Meagann Boggs, the 6-year-old daughter of Boston Red Sox third baseman Wade Boggs, had it figured right. When filling out her 1985 All-Star ballot, she punched out both the name of her father and that of his good friend, fellow lefthanded batter and occasional houseguest, Kansas City's George Brett, as her selection for the American League's starting third baseman. "You can't do that, dear. They won't count your ballot if you vote for two," said Boggs's wife, Debbie.
"But I love Daddy and I love George. I can't vote for just one," said Meagann.
Apparently neither could American League All-Star manager Sparky Anderson. Though Brett beat Boggs by nearly a million votes, Anderson named Boggs to the team and later said of his two third basemen, "It's a shame they can't both play at once." Well, last Friday, Saturday and Sunday, Brett and Boggs were at least on the field at the same time as Kansas City played host to Boston in a three-game series featuring a mano a mano batting showdown. Boggs (eight for 15) overtook Brett (two for 12), the man he unabashedly calls Idol, and moved into first place in the three-way race for the AL batting crown among Boggs (.354), Yankee centerfielder Rickey Henderson (.349), and Brett (.347).
Though both claim respect for Henderson, Brett and Boggs—friends since the day three years ago when Boggs, a rookie, introduced himself to Brett, already a two-time batting champion, "My name's Wade Boggs and you're my idol. Would you mind if I have my picture taken with you?"—seem eager for some friendly competition.
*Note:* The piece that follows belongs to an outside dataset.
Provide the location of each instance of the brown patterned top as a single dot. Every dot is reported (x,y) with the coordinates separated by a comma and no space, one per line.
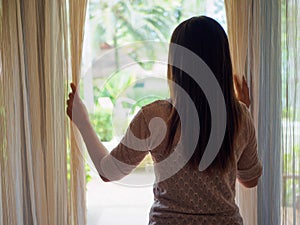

"I hope it comes down to us," Boggs was saying last week. "Naw, it wouldn't threaten the friendship."
"I don't think I could beat Wade if it got close [at the end]," says Brett. "He can get two or three hits a day for a week. I can't do that the way Wade can."
While the batting title was the most obvious prize Brett and Boggs were striving for, they were also using their bats to crunch out some other impressive numbers. At week's end, Boggs led the AL in hits (145), in multihit games (42), was third in on-base percentage (.443), third in doubles (30) and led Boston in hitting with men in scoring position (.400). He had also hit safely in 35 of his last 37 games (including this season's major league high of 28 straight, the third-longest streak in Sox history).
Meanwhile, despite a poor series against Boston, Brett was leading the AL in slugging percentage (.566) and was second in on-base percentage (.450). He was the AL's Player of the Month for July; he hit .432, and on the last day of the month got the 1,900th hit of his career.
Brett, whose .390 in 1980 was the major leagues' highest average in 40 years, is, at 32, the heir to Rod Carew as the league's preeminent hitter. Boggs, whose career batting average is .346, at 27 is Brett's heir apparent. Yet their rivalry is one without jealousy. When Brett treated Boggs to lunch Friday at Nabil's, a restaurant in Kansas City's chic Country Club Plaza, the conversation focused on Boggs's new home in Tampa and the golf they plan to play when Brett visits Boggs in January. (The competition will be close there, too, since both shoot in the mid-80s.) "We just like to horse around like buddies," says Brett.
"We talk about anything but baseball," says Boggs.
But they will talk freely, even admiringly, about each other's hitting. "We swing a lot alike," says Boggs, "same rhythm, weight shift, head down. The main difference is that George lets go of the bat with his top hand and gets a little more extension on his swing. I don't. George has the ideal swing." That extension, and the resultant extra power it provides, is perhaps the main reason that the image persists of Brett as the power hitter and Boggs as a Punch-and-Judy, singles-and-doubles guy, albeit a Judy who can punch your lights out. Their home run and RBI totals (Brett has 15 and 67, while Boggs has four and 44) seem to support that view. But here Brett springs to Boggs's defense.
"He plays pepper with that wall in Fenway," says Brett. "He bats second, so his basic program is to set the table for Jim Rice and Tony Armas, who hit behind him. I bat third. I'm supposed to drive in runs."
Like many good friends, Boggs and Brett make fun of one another's foibles, even during games. "Sometimes, if one of us takes a bad swing, the other will give him a look, like this," says Boggs, going into a kind of crooked, cynical grin. There was just such an incident before Friday's game. As thousands of camera-toting fans ringed the field for the Royals' Photo Day, Brett sauntered out of the dugout and lounged on the back of the golf cart that would drive him out to a cluster of fans in centerfield. Boggs, standing nearby to do a TV interview, saw Brett lying on the cart looking like a Turkish pasha reclining on his litter. Boggs couldn't let that slide. He shot Brett a look of mock disgust that said, "Oh, will you please give me a break with this superstar pose." To which an amused Brett responded with a saucer-eyed look of "Who, me?" that seemed to say, "Is there any other way to travel?"
Indeed, like the best of friends, they spoke to each other without opening their mouths.